STZ has been widely used to induce type 1 diabetes in rodents for the study of pain associated with diabetic neuropathy [4, 22, 23]. Following a single i.p. injection of STZ (70 mg/kg), we monitored rat blood glucose, body weight and PWT for nine weeks. A majority of the rats (66.7%, n = 68) developed hyperglycemia after STZ treatment. Only rats with a blood glucose concentration > 350 mg/dl were used in further studies. Blood glucose reached the final elevated level two weeks after STZ injection and maintained elevated for at least another 7 weeks (Figure 1A). The diabetic rats also displayed polyuria and an increase in food and water intake (data not shown). Compared with saline-injected rats, the growth rate of STZ rats was noticeably reduced (Figure 1B). In parallel with elevated blood glucose levels, STZ rats also developed mechanical allodynia when tested with von Frey filaments (Figure 1C). The mechanical PWT was 11.2 ± 0.8 g (n = 15) prior to STZ injection, decreased substantially (3.5 ± 0.6 g, n = 15) two weeks after the injection and remained at the reduced level for another 7-week test period (Figure 1C).
Figure 1

Hyperglycemia and mechanical allodynia observed in STZ-induced diabetic rats. (A) Following a single i.p. injection of STZ, the blood glucose level was significantly enhanced two weeks later. The enhancement persisted for at least another 7 weeks. (B) The growth rate of STZ rats was reduced. The body weight of control rats exhibited a steady increase, whereas the body weight of STZ rats remained unchanged. (C) PWTs in response to von Frey filament stimulation were significantly lowered two weeks after the STZ injection. The mechanical allodynia lasted for at least another 7 weeks. Data points are expressed as mean ± S.E.M. Error bars smaller than the size of the symbol are not shown. (*P < 0.05 vs. control, n = 12-15).

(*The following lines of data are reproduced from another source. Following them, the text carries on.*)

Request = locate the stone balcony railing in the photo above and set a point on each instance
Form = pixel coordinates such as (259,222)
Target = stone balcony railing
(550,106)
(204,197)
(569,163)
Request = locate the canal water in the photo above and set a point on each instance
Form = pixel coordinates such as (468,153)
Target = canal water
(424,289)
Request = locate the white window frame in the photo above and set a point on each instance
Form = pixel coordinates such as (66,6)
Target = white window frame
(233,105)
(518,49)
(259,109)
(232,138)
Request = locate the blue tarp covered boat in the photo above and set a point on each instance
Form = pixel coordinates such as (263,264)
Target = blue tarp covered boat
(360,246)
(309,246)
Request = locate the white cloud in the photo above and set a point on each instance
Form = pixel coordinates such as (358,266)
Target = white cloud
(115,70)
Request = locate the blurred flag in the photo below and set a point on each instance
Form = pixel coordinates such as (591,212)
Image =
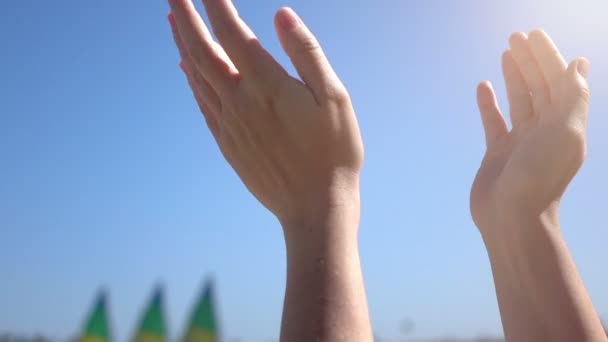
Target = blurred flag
(152,327)
(96,328)
(203,324)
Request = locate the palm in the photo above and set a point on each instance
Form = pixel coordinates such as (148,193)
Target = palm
(532,164)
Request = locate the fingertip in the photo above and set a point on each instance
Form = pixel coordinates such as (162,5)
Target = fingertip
(582,66)
(517,38)
(484,88)
(287,19)
(536,34)
(171,19)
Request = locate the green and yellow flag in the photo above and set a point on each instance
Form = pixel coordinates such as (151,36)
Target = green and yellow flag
(152,327)
(96,328)
(203,324)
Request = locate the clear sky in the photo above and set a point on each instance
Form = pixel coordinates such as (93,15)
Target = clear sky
(109,178)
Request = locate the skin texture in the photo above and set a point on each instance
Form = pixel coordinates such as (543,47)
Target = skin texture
(295,144)
(516,195)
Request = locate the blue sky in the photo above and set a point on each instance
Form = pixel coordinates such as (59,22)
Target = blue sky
(109,178)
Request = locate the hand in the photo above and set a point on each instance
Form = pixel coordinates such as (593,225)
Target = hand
(528,168)
(294,143)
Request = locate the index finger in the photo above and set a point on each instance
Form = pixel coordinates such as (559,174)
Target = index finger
(209,60)
(239,41)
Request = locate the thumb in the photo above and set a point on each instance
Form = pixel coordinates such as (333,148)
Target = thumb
(306,55)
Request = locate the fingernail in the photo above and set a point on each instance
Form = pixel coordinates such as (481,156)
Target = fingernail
(583,67)
(289,20)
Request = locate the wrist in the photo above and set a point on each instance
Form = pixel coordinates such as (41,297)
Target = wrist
(513,219)
(516,232)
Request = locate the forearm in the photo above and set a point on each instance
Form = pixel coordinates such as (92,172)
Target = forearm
(540,293)
(325,296)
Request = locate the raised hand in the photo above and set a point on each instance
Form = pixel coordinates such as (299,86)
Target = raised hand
(516,194)
(295,144)
(529,167)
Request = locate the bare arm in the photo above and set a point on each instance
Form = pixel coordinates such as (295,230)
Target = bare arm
(295,144)
(516,195)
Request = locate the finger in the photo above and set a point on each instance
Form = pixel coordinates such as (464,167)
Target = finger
(530,70)
(577,91)
(209,114)
(520,102)
(493,122)
(206,92)
(199,45)
(306,55)
(209,94)
(551,61)
(239,41)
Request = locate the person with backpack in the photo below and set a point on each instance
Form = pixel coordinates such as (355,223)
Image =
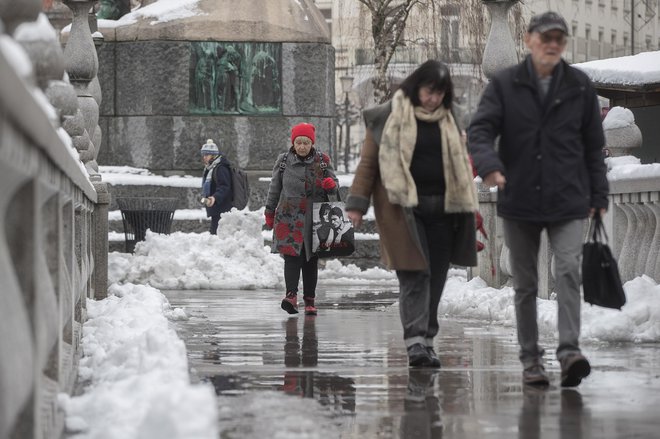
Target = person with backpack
(301,176)
(216,184)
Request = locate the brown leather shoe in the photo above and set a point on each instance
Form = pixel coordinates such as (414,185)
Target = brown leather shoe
(574,367)
(535,376)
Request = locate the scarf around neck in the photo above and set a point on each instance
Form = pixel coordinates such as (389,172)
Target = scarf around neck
(396,150)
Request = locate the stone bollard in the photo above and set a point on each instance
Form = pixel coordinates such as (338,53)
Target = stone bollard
(500,50)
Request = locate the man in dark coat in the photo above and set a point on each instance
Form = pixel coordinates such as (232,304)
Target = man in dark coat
(216,184)
(551,175)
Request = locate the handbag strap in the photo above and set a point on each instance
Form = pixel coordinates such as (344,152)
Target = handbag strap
(597,231)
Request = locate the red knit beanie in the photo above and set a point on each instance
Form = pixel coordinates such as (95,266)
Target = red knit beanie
(303,129)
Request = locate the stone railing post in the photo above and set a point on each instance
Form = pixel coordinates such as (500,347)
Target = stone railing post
(82,64)
(500,50)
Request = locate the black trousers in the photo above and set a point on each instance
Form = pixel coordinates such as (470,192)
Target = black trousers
(214,224)
(293,265)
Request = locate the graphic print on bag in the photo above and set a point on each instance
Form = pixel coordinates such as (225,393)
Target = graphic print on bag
(333,233)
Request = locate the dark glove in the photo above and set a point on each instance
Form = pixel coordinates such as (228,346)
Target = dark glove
(270,219)
(328,184)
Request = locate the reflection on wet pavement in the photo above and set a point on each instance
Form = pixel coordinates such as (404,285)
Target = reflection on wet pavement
(344,374)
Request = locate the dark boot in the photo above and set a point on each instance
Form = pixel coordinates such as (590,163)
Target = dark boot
(290,303)
(574,367)
(435,361)
(535,375)
(418,356)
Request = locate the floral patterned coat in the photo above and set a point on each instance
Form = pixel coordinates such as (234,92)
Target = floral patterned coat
(293,188)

STZ-induced mechanical allodynia is mediated by P2X receptors

To determine if ionotropic P2XRs are involved in the development of allodynia in STZ rats, the P2XR antagonist, PPADS or TNP-ATP was injected into the plantar surface of rat hindpaw and its effects on PWTs were determined. Application of PPADS (25 mmol/50 μl), an antagonist for P2X1, P2X2, P2X3 P2X4 and P2X5 receptors [26], significantly increased PWTs for > 20 min (Figure 2A). In contrast, an application of PBS had no effect on PWTs of STZ-injected rats. To further determine the specific P2XRs in diabetes-induced allodynia, the effect of the potent P2X1, P2X3, P2X2/3 receptor antagonist, TNP-ATP [27], was tested. Following an application of TNP-ATP (50 mmol/50 μl) to the hindpaw of STZ rats, PWTs increased and the effect persisted for > 30 min (n = 8, Figure 2B). Since TNP-ATP has no significant effects on PWTs in control rats [14], those P2XRs do not normally participate in the responses to von Frey filament stimulation in the hindpaw. Taken together, these data suggest that P2X1, P2X3 and/or P2X2/3 receptors are sensitized and involved in the development of diabetes-induced allodynia.
Figure 2

P2XR antagonists significantly reduce STZ-induced mechanical allodynia. The effects of the subcutaneously administrated P2XR antagonists (A) PPADS and (B) TNP-ATP on PWTs were studied in rats two weeks after a STZ injection. The PWTs measured in the presence of antagonists were significantly larger than those measured in PBS. Thus, the P2XR antagonists partially reversed the mechanical allodynia induced by the STZ treatment. (*P < 0.05, n = 8-10).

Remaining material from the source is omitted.